Ordinary Shares: NL0011375019
Preferred Shares: ZAE000068367
Shares bought or held through December 20, 2017 COB.
International collective litigation efforts have been initiated against Steinhoff International Holdings N.V. (“Steinhoff,” or the “Company”), a registered Dutch corporation that maintains its “business office in South Africa, and is one of the largest sellers of furniture and household goods in the world, with more than 12,000 stores and local retail brands in more than thirty countries. Steinhoff’s common shares trade on both the German (Frankfurt) and South African (Johannesburg) stock exchanges.
Since 2017, Steinhoff dubbed “Africa’s Ikea,” has been embroiled in a massive accounting scandal, “reminding many in South Africa of Enron.” By November 2017, Reuters reported that Steinhoff failed to tell investors about $1 billion in transactions with a related company, despite laws that experts believed required disclosure. On December 5, 2017 the Company announced the immediate resignation of its Chief Executive Officer and the discovery of significant “accounting irregularities requiring further investigation.” The Company’s shares plummeted 80% over the course of two trading days. As additional information regarding the accounting fraud came to light – including restated financial statements, additional resignations of Steinhoff’s most senior officers and directors, and various regulatory and criminal investigations which included allegations of insider trading – the Company’s share price continued to plunge, wiping out billions in shareholder value. Steinhoff’s auditor, Deloitte LLP (South Africa), is also being investigated by the Dutch Authority for the Financial Markets and South Africa’s Independent Regulatory Board of Auditors. In January 2018, several major U.S. financial institutions reported hundreds of millions of dollars in losses and charge-offs tied to the Steinhoff accounting fraud, including Citigroup ($130 million), Goldman Sachs ($130 million), J.P. Morgan ($143 million), and Bank of America ($292 million). Then, on April 28, 2018, Steinhoff leadership announced that a forensic investigation by PricewaterhouseCoopers LLP, “confirmed a pattern of transactions undertaken over a number of years across a variety of assets classes that led to the material overstatement of income and asset values of the group.” On this news, the Company’s shares fell an additional 13%. By late June 2018, Steinhoff announced that its total write-downs related to the scandal had ballooned to more than 10 billion euros (approximately $12 billion) – which was 70% higher than initially estimated.

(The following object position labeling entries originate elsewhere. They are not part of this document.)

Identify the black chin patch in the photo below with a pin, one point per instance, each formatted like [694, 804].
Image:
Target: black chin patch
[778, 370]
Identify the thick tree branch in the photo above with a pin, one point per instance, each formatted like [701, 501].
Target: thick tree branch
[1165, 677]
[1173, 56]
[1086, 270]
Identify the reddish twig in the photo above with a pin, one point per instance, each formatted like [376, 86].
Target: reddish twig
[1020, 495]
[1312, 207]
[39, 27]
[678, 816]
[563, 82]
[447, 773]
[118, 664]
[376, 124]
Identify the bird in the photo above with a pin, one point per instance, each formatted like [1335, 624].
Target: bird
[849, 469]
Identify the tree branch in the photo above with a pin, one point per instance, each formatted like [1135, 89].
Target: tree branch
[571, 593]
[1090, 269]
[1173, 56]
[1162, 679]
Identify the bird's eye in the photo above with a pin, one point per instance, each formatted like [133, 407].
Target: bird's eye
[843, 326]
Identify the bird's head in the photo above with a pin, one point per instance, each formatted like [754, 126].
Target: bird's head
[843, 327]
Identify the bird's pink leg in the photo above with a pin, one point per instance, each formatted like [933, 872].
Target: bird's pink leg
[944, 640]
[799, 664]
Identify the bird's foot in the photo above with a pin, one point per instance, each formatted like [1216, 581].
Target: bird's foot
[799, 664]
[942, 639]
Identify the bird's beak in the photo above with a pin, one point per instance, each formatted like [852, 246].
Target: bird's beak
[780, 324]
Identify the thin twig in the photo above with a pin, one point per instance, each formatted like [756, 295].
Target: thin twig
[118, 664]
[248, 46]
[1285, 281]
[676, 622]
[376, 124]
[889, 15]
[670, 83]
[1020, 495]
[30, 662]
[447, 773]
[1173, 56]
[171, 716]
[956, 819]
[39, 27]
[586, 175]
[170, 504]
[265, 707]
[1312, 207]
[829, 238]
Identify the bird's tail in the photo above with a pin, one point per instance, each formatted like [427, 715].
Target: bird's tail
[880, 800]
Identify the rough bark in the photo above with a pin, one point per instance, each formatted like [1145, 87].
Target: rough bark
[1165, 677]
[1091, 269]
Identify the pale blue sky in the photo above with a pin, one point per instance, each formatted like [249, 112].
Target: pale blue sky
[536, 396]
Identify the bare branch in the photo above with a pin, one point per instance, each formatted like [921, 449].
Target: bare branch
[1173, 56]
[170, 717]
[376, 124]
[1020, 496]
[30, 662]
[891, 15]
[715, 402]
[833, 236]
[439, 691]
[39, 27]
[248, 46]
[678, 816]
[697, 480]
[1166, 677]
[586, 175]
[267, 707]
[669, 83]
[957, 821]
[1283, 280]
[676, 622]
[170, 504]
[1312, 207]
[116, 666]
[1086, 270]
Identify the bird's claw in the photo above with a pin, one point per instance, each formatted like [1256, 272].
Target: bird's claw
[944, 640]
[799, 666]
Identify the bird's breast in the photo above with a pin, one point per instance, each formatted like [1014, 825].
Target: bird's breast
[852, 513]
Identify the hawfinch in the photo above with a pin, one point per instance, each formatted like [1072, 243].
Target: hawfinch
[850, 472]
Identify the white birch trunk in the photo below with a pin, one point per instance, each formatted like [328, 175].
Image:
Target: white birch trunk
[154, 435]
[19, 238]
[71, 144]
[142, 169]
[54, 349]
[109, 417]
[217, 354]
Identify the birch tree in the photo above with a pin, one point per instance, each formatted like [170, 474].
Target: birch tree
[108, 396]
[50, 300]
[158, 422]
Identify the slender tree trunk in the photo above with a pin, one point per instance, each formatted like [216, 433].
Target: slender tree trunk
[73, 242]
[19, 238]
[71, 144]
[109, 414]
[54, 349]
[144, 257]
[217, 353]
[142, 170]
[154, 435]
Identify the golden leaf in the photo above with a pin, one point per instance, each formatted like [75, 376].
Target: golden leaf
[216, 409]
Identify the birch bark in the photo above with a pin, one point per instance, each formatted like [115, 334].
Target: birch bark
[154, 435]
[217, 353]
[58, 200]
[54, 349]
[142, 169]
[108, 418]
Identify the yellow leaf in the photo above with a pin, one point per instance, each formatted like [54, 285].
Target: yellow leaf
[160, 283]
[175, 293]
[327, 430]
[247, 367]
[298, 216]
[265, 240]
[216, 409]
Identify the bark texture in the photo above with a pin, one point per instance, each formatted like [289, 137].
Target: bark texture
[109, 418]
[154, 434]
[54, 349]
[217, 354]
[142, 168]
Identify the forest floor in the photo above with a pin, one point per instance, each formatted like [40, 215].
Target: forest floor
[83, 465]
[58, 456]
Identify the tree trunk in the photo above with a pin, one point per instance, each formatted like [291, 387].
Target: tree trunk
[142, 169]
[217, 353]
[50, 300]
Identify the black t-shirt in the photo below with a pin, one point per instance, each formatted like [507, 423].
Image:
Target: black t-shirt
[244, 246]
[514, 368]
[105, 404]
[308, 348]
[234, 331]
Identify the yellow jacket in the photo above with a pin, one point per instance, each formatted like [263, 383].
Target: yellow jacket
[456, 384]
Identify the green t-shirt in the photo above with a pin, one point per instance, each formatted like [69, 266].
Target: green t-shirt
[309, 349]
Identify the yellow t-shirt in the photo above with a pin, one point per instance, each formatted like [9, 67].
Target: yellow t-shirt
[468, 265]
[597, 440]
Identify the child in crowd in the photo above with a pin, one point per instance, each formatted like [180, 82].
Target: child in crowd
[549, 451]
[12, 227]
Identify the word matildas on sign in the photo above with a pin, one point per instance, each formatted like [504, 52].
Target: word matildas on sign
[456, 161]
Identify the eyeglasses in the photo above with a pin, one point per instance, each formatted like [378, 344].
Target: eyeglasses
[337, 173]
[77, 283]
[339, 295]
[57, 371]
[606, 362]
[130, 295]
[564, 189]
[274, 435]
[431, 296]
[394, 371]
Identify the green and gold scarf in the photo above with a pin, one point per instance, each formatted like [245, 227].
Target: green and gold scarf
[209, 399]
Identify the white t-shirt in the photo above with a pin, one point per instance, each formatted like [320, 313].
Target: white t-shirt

Saxena White and Lieff Cabraser have established the Stiching Steinhoff Investor Losses (the “SSIL Foundation”), a Netherlands-based foundation with an exceptional Board of influential Dutch jurists, to actively protect the interests of investors who purchased and/or traded Steinhoff securities, and who suffered losses as a result of the fraudulent and misleading information in Steinhoff’s public filings and other unlawful acts perpetuated by Steinholff, its high-ranking officers, and other affiliated third parties. The SSIL Foundation represents the interests of harmed investors of Steinhoff securities, including common shares, derivative instruments, bonds and/or other securities issued by Steinhoff, and provides a vehicle to litigate in the interests of Steinhoff investors and/or to pursue a binding, collective settlement that provides a global resolution of the fraud perpetuated by the Company, and its senior executives.